Another leg is, of course, the majestic A.J. Green. There is a shared sense that A.J.-despite putting up terrific number in his first three seasons-has yet to reach his ceiling. There are times when he takes over games and his ability to make the difficult plays look routine is breathtaking and innate, yet he could still do more.

This line of thinking has a double edge, though. In order to feed Green more, the others become less involved and some balance is sacrificed. No one wants a chair that's got one fat leg and three skinny ones. And like Bernard, Green too could still tighten his game up some. He is graceful and elegant with terrific body control and fast-twitch muscle fibers, but there are times when his routes look lazy and his hands appear less than automatic. While he doesn't need to be the brute-like receiver of say, Anquan Boldin or Brandon Marshall, perhaps adding ten pounds of muscle could help when freeing himself at the line of scrimmage, I'm not sure. I don't think we need to see more A.J. Green catches, but I think we should see more efficiency when he is targeted.

The third leg, at least last year, was shared by the tight ends. Tyler Eifert and Jermaine Gresham were used evenly and combined for over 80 catches. With the topic of efficiency in mind, though, Gresham has proven to be a difficult player to rely on. Without knowing the advanced statistics of what each scored on each play of the season, I can tell you that for yet another year, Gresham was called for too many penalties, dropped too many passes and fumbled too many times. He is a physical monster who possesses each quality NFL teams desire, except concentration.

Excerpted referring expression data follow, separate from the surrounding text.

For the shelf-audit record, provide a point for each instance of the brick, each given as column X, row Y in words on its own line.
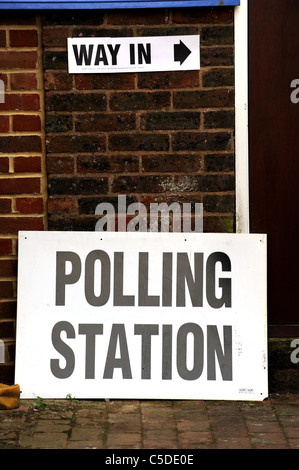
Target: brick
column 76, row 102
column 21, row 102
column 218, row 77
column 23, row 81
column 219, row 163
column 219, row 119
column 5, row 206
column 77, row 186
column 138, row 142
column 115, row 81
column 55, row 37
column 26, row 123
column 142, row 184
column 20, row 185
column 75, row 144
column 7, row 327
column 170, row 163
column 102, row 164
column 2, row 38
column 201, row 141
column 217, row 35
column 4, row 123
column 216, row 56
column 87, row 205
column 5, row 248
column 170, row 120
column 13, row 224
column 58, row 123
column 55, row 60
column 62, row 205
column 13, row 144
column 165, row 80
column 131, row 101
column 8, row 267
column 18, row 60
column 58, row 81
column 4, row 164
column 27, row 164
column 6, row 289
column 60, row 165
column 219, row 203
column 105, row 122
column 29, row 205
column 23, row 38
column 203, row 99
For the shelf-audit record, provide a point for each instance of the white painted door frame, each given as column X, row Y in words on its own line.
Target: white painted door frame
column 241, row 117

Because of this, and because each are first-round picks, Eifert should garner more focus in the passing game and Gresham should be limited to more of a blocking role at this point in his Bengals career. We saw Eifert's ability to come down with the jump ball during his touchdown catch in Detroit. He did this consistently at Notre Dame and should be given more of these chances. He was drafted for his hands, explosiveness, and intelligence-exactly the qualities that are keeping Gresham from being great (though he can be explosive at times). Eifert should become his own chair leg to this offense in 2014.

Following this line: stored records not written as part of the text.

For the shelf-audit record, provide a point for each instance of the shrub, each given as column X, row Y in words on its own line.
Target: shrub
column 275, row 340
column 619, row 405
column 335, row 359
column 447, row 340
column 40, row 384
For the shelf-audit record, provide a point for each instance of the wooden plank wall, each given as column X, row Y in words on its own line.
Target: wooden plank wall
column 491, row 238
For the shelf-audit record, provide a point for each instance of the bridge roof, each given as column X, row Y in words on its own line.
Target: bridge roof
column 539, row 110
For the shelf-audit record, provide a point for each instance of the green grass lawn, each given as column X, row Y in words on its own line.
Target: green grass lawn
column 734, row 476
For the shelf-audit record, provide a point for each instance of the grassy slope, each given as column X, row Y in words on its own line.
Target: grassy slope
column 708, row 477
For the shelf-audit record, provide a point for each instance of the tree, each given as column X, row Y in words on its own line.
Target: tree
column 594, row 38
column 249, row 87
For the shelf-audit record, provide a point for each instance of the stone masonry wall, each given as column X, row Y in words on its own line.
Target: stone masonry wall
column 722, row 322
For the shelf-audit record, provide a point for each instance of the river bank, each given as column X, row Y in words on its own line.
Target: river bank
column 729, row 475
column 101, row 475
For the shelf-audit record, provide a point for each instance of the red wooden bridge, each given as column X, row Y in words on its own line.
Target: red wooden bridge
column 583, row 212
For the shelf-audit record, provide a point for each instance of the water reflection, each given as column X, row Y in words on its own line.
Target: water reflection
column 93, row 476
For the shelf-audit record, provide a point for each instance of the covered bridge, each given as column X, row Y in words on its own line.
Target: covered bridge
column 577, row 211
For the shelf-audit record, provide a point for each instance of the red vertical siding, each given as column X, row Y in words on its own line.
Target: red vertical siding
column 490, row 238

The last leg is always the offensive line. This one was not only reliable, it actually strengthened when its best player moved spots. The shift from left tackle to left guard for Andrew Whitworth not only showed his versatility and professionalism, but also reinforced my opinion that he is a better guard than tackle. Whitworth is a top-notch tackle, don't get me wrong, but his ability to be a pulling guard is perfect for his size and foot speed. The future of Anthony Collins with the Bengals is unclear at the moment-he may out-price the team on the free-agent market-so drafting a left tackle early and keeping Whit at guard feels like a Bengals move, and a sensible one at that. I still harbor concerns about Kyle Cook's durability and longevity and would like to see the club address the position's future sooner than later, but the unit remains one of the league's best and is coached by one of the team's mainstays in Paul Alexander.

There are of course others that make up the chair, and outside of BenJarvus Green-Ellis, I was pleased and approved of how often they were used. With Marvin Jones establishing himself as a viable number-two, the receiver pecking order seems to have worked itself out. I am perhaps in the minority, if not alone, in thinking that Green-Ellis should have been leaned on more down the stretch of last season. While he provides little in the way of fireworks, his drought-horse approach works in the winter elements and wears down opposing defenses while stabilizing an otherwise volatile offense.

Perhaps Hue Jackson will perform some alterations to the piece that make Andy Dalton more comfortable in it. Perhaps the soles of Dalton's feet will next year rest squarely on the ground rather than dangle idly as he takes control of his team. Or perhaps the natural patina, worn from use, must first appear on the chair before it is perfect. I haven't sat on anything like it, so I would have no idea, but I will keep a close eye on it, standing outside the window.

Mojokong-crafter of literary furniture.